Ajuda humanitária sob fogo cruzado no Mediterrâneo
19 de agosto de 2017Primeiro as boas notícias: nunca se angariou tanto dinheiro para a assistência humanitária, em nível mundial, e nunca tantos prestaram serviços em regiões de crise ou conflito.
Mas o balanço positivo fica por aí, pois guerras, a mudança climática e a miséria forçam cada vez mais gente a migrar. Segundo dados da Organização das Nações Unidas, em 2016 130 milhões dependeram de ajuda humanitária.
"Essas pessoas não são refugiadas pelo bem-estar econômico, elas são refugiadas da miséria", enfatiza o padre Frido Pflüger, diretor do Serviço Jesuíta para Refugiados (JRS) da Alemanha. Em face das guerras e conflitos no Iêmen, Síria, Chifre da África e Afeganistão, ele considera "enganação" o debate sobre a proteção das fronteiras externas da União Europeia.
"As pessoas vão vir, de qualquer jeito. Elas vão continuar esperando na Líbia até aparecer uma oportunidade de travessia", prevê. "Nós sempre agimos como se se tratasse de um assunto só nosso, mas também elas têm direito a viver com dignidade."
Doadores avarentos
Para garantir uma vida digna também àqueles nas regiões de crise, contudo, seria preciso mais dinheiro. O Escritório da ONU para a Coordenação de Assuntos Humanitários (Unocha) aponta um abismo gigantesco entre as verbas requeridas e as de fato concedidas.
Dos 23,5 bilhões de dólares em ajuda humanitária aprovados em conferências internacionais de doadores em 2017, apenas 9,4 bilhões de dólares foram transferidos. A Alemanha elevou seu orçamento humanitário para este ano a quase 1,7 bilhão de dólares.
A encarregada do governo alemão para política de direitos humanos e assistência humanitária, Bärbel Kofler, protesta, em comunicado: "9,4 bilhões de dólares são pouquíssimo! Eu exijo que a comunidade faça mais para fechar rapidamente essa lacuna." Afinal, esses países têm capacidade para ajudar todos os necessitados, afirma.

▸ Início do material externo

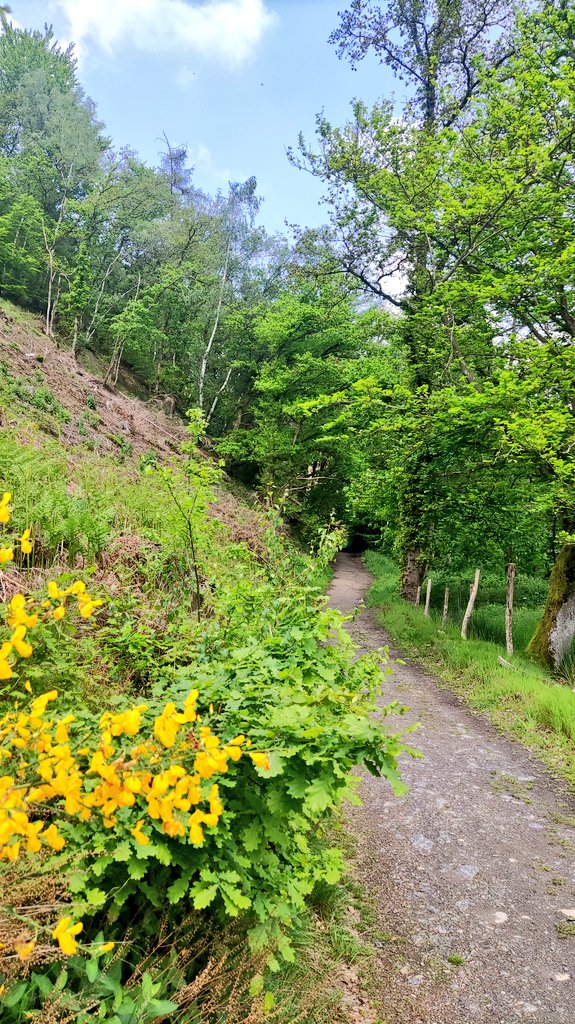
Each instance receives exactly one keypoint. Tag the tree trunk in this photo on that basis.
(471, 603)
(411, 577)
(510, 609)
(445, 606)
(428, 599)
(556, 632)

Assim como a maioria dos que atuam no campo humanitário, a social-democrata Kofler insiste que se ampliem as possibilidades de ingresso legal para os refugiados. "Precisamos de respostas europeias e temos que finalmente criar caminhos legais para a migração, que possibilitem encontrar abrigo na Europa sem o perigo de vida da travessia no Mediterrâneo."
Necessidade de vias de migração legais
A encarregada de direitos humanos conta com o apoio até mesmo de Fabrice Leggeri, que, como diretor da agência para proteção de fronteiras da UE, Frontex, é um dos responsáveis por guardar os limites externos do bloco europeu. "Controle de fronteiras só não é cura para todos os males", afirmou à DW: a solução deve incluir diversos elementos.
"Primeiro precisa-se eliminar as causas da migração, ou seja, conflitos, pobreza e fome", diz Leggeri. "E por fim deve haver também vias legais para os refugiados requererem asilo, sem se colocar nas mãos dos traficantes humanos."
Desde o fim de 2016 a Frontex participa do combate às redes de atravessadores, no quadro da operação militar Eunavfor Med. Entre outras atividades, a agência treina oficiais da guarda costeira líbia.
ONGs humanitárias sob fogo cruzado
O resgate em alto mar também conta entre as tarefas da Frontex. Segundo seus próprios dados, em 2016, só na Itália e Grécia sua mobilização contribuiu para o salvamento de 90 mil pessoas. Para outros milhares de migrantes, contudo, a ajuda chega tarde demais, e eles se afogam no Mar Mediterrâneo.
Mas também os voluntários correm perigo de vida, com frequência crescente. A Aid Worker Security Database (AWSD) registrou, entre 2007 e 2017, um total de 3.159 ataques violentos contra agentes humanitários, com 1.122 mortos. A maioria das agressões (965) ocorreu no Afeganistão.
A ONG Médicos Sem Fronteiras (MSF) acusa os países europeus de impedirem cada vez mais o trabalho das organizações humanitárias. "A guarda costeira da Líbia, fortemente apoiada pela UE, ameaça expulsar, se necessário com armas de fogo, os salvadores humanitários das recém-declaradas zonas de busca e resgate", denuncia Volker Westerbarkey, presidente da MSF Alemanha. "Esse é um procedimento escandaloso."
Na ocasião do Dia Mundial da Ajuda Humanitária – criado em memória das vítimas do atentado ao quartel-general da ONU em Bagdá, em 19 de agosto de 2003 – o balanço de Westerbarkey é amargo: "O clima em relação às operações civis de resgate é cada vez mais hostil. Nós observamos que a proteção de seres humanos em fuga fica, com frequência, subordinada ao isolamento da Europa."